Dans un premier temps, nombre de pièces avaient été attribuées à des associations locales ; mais il s'avéra que le bâtiment principal, celui qui servit de dortoir aux orphelines, pouvait offrir un grand nombre de salles pour accueillir toutes les disciplines musicales enseignées.

Il s'ensuivit que des centaines d'enfants venaient chaque jour animer le quartier Beaussier avec leurs instruments aux tonalités si diverses et si belles.

Et depuis ne voit-on pas des passants de la rue Beaussier s'arrêter pour mieux apprécier les roulades criardes des clarinettes ou les mâles accents des trombones à coulisses.

Et ils sont plus attentifs encore le jour des répétitions de l'orchestre d'enfants qui groupe régulièrement une cinquantaine d'exécutants. Ils ont plaisir à saisir les observations parfois nerveuses du chef de musique, M. Arèse, qui dirige la philharmonique La Seynoise depuis déjà plus de trente ans et avec quel brio !

M. Arèse, qui ne supporte pas la médiocrité dans l'exercice de sa profession et exige du travail bien fait. Et à travers ses exclamations tumultueuses, on entend parfois au cours des répétitions :

- " Alors Begni ! Tu n'as pas vu que la croche était pointée ? "

- " Et vous les Sax ! Vous dormez au lieu de lire votre partition. Fortissimo ! Vous ne savez pas encore ce que cela veut dire ! On dirait que vous avez mangé un plat de nouilles avant de venir à la répétition ! "

- " Recommençons ! " Et la baguette claque sur le pupitre. Chaque exécutant rit sous cape et l'on reprend tout de même dans la bonne humeur pour affiner la partition et au bout de quatre ou cinq reprises quand le chef pointilleux finit par dire :

" Cette fois, ça va ! ", les musiciens respirent profondément et reprennent confiance en leur talent.

Quand l'école de musique fut fondée et installée dans des locaux convenables, on vit se constituer une chorale sous la direction de M. Destremau, professeur de flûte. L'élément féminin y dominait et il était donné aux habitants de Beaussier et de La Seyne même d'entendre de forts belles voix qui charmaient les amateurs d'art en tous genres qui désiraient faire connaître leurs œuvres à la population seynoise.

La ville mit à leur disposition l'ancienne chapelle des religieuses qui demeurait intacte malgré les injures du temps. Ce local fut transformé en salle d'expositions de tableaux, d'ouvrages littéraires, d'objets divers qui font toujours la curiosité des gens.

Du côté nord en bordure de la rue Beaussier un local fut réservé aux personnes âgées qui s'y réunissent pour de modestes festivités et un autre à l'Association des Sports et Loisirs du Var dont le but est l'organisation de voyages, de visites à caractère historique.
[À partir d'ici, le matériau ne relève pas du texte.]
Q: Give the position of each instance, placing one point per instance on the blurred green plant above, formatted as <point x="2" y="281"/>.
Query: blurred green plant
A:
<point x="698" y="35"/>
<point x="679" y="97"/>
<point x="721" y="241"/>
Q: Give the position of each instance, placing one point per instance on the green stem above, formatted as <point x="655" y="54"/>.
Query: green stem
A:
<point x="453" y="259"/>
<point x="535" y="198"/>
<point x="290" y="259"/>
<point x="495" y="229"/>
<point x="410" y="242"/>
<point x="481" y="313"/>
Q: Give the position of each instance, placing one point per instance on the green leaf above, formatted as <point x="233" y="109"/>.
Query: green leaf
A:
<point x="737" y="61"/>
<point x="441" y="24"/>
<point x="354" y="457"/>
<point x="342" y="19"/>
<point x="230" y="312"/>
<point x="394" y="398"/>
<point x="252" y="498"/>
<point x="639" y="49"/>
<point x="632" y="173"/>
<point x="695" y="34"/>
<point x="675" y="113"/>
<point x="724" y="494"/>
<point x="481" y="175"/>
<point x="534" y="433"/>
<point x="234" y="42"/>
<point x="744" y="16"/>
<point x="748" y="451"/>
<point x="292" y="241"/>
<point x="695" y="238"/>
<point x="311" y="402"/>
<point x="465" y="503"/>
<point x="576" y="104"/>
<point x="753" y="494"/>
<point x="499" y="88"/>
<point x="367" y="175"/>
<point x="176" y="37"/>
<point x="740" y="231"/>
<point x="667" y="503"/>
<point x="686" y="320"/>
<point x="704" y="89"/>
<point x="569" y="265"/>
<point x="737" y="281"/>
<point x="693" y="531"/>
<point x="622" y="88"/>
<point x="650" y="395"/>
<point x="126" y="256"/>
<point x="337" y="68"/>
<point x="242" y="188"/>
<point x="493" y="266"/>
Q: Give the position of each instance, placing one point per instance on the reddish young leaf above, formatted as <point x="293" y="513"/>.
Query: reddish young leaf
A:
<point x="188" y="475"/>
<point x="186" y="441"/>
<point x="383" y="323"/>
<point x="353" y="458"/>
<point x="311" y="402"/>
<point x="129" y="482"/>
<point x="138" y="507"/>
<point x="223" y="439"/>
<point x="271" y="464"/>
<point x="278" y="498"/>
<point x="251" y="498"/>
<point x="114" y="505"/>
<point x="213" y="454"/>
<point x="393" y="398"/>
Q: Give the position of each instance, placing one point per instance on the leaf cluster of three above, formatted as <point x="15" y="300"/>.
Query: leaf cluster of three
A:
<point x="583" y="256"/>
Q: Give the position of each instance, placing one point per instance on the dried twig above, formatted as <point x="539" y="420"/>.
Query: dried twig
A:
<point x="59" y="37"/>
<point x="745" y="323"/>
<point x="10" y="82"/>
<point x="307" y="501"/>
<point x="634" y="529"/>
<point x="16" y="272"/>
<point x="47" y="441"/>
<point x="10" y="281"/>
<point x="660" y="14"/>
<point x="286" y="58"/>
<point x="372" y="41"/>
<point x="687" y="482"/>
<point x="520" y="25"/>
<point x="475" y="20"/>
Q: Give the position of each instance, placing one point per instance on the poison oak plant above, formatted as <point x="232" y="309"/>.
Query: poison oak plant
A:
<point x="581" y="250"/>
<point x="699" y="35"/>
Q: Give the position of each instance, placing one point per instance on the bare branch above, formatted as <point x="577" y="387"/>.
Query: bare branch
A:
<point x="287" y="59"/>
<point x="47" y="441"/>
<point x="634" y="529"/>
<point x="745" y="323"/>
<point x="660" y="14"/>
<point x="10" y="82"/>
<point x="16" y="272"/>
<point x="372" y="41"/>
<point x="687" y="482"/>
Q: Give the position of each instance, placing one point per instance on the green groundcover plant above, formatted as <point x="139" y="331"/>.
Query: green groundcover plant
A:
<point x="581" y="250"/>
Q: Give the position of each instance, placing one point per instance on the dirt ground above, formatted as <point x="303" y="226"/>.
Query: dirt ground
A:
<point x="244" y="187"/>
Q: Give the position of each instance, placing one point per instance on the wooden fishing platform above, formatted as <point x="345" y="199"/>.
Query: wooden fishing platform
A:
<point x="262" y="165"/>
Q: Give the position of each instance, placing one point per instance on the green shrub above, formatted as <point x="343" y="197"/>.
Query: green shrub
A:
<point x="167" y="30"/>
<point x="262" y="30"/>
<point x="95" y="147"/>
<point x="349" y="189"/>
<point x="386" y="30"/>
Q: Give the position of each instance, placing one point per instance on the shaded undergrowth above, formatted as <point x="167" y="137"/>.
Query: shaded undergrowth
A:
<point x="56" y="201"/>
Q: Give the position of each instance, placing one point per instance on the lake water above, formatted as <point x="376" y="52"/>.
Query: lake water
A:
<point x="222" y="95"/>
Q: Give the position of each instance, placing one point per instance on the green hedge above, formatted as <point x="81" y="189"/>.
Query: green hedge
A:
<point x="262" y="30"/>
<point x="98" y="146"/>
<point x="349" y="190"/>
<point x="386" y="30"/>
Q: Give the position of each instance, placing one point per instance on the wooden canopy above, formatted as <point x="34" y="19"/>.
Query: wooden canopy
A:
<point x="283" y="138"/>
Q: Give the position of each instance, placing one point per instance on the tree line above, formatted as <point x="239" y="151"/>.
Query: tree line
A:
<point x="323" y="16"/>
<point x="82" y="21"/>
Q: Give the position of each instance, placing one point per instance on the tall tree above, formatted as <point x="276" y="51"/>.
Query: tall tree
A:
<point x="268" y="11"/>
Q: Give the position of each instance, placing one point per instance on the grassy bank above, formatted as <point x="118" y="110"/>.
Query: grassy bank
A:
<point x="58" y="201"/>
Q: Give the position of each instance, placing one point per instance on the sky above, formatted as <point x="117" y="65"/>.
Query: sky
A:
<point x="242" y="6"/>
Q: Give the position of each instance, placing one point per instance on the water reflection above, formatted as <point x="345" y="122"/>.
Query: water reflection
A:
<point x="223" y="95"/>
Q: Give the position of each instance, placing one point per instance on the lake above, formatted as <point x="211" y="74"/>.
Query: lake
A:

Nos édiles, considérant que cet ensemble d'animations accumulées au même point : École de musique, chorale, expositions de diverses disciplines artistiques, voyages touristiques, etc... il devait porter tout naturellement porter le nom de

Centre Culturel Jacques Laurent.

Quelle conclusion peut-on tirer de cet historique sommaire du quartier Beaussier ? Comme tous les autres, il a évolué dans son aspect général, dans son peuplement, dans son rôle. Il n'est pas devenu un quartier résidentiel de grand standing. Certes, les premières chaumières ont fait place à des logements un peu plus convenables mais sans aucun confort. Les maisons des XVIe, XVIIe et XVIIIe siècles n'ont pas connu l'eau courante, ni la lumière électrique. Ce fut seulement vers la fin du XIXe que les premières fontaines apparurent.

C'est dire que les progrès matériels se sont affirmés avec une extrême lenteur. La naissance de la construction navale en fer en 1835, la création de la Société nommée Forges et Chantiers de la Méditerranée en 1856 donnèrent à La Seyne les moyens de son développement.

Sa population s'élevait à 5.600 habitants en 1835. En 1852, sous l'Empire, elle passa à 12.000 habitants pour atteindre près de 20.000 au début du siècle.

La composition sociale du quartier Beaussier, comme quelques autres proches de la ville, évolua tout naturellement en qualité et en quantité.

Si à son origine Beaussier compta surtout des paysans et des pêcheurs, à partir du développement de la construction navale, il accueillit des ouvriers, des charpentiers en bois et fer. Ne revenons pas sur l'arrivée des Italiens, des manœuvres surtout, qui modifia quelque peu les rapports entre individus sans prendre toutefois des tournures dramatiques.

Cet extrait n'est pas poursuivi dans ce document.